| Quote #1
"That is an expression, Sir John," said Marianne warmly, "which I particularly dislike. I abhor every common-place phrase by which wit is intended; and 'setting one's cap at a man,' or 'making a conquest,' are the most odious of all. Their tendency is gross and illiberal; and if their construction could ever be deemed clever, time has long ago destroyed all its ingenuity." (9.16)
Marianne expresses her dislike for perfectly normal colloquial speech, which she finds too crude entirely. While Sir John could be a bit less direct and blunt, we have to say that he does manage to communicate more clearly than some of the other characters. Perhaps some of Marianne's troubles come from her desire to phrase everything poetically.
| Quote #2
Elinor's uneasiness was at least equal to her mother's. She thought of what had just passed with anxiety and distrust. Willoughby's behaviour in taking leave of them, his embarrassment, and affectation of cheerfulness, and, above all, his unwillingness to accept her mother's invitation, a backwardness so unlike a lover -- so unlike himself, greatly disturbed her. One moment she feared that no serious design had ever been formed on his side; and the next that some unfortunate quarrel had taken place between him and her sister; the distress in which Marianne had quitted the room was such as a serious quarrel could most reasonably account for, though when she considered what Marianne's love for him was, a quarrel seemed almost impossible. (15.11)

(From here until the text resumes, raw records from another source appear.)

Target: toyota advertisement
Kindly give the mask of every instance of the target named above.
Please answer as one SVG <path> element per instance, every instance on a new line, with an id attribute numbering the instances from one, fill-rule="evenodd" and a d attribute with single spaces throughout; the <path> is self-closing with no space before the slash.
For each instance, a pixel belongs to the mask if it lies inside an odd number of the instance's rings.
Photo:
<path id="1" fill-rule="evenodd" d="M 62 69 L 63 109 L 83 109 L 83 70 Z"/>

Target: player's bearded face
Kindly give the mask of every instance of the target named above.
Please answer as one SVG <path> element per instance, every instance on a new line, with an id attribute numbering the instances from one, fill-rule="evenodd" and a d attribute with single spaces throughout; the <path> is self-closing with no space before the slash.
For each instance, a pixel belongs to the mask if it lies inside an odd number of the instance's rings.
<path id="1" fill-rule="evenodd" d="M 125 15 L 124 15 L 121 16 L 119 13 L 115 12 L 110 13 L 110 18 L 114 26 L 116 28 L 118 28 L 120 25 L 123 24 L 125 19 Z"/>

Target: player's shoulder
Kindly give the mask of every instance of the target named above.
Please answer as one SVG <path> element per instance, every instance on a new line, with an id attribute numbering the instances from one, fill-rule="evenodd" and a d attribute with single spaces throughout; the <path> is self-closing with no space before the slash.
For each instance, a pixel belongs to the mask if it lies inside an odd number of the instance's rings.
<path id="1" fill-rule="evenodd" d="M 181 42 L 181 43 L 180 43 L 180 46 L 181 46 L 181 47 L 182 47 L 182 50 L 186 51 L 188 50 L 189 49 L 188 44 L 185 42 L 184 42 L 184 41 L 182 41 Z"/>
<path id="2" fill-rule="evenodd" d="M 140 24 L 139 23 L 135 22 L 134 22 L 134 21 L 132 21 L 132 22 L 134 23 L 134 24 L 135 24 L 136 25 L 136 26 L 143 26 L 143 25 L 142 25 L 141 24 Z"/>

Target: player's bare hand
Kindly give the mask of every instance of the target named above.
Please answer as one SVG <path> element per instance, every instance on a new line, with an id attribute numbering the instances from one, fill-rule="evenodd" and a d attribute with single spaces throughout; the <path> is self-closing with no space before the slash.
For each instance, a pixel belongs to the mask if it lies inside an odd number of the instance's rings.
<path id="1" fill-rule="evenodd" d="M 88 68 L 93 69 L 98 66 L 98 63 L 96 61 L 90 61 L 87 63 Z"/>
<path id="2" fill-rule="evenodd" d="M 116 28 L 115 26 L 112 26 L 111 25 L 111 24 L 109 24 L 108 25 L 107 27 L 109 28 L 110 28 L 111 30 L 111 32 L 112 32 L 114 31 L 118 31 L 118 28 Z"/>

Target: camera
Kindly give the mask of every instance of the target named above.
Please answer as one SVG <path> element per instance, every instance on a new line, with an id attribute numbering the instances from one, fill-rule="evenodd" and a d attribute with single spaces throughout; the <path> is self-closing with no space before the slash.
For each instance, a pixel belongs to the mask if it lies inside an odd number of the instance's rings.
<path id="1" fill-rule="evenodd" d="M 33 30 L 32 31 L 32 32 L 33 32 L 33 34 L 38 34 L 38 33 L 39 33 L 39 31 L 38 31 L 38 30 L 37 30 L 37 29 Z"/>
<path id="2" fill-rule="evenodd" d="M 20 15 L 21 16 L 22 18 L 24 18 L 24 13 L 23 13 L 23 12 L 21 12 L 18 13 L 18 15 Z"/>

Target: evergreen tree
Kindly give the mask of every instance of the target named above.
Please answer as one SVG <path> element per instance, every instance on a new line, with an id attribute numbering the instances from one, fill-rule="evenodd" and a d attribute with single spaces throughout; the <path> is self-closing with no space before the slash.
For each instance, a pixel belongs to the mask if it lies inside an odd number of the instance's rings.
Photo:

Willoughby's change in attitude is clear from the shift in his mode of conversation – which Elinor's canny ear picks up. She, unlike some of the other characters, constantly tries to read between the lines of everyone's discourse, where most of the truth is usually found.
| Quote #3
"I have not wanted syllables where actions have spoken so plainly." (15.14)
Mrs. Dashwood is willing to accept actions and implications rather than actual declarations – a dangerous tactic in this proper, convention-bound society.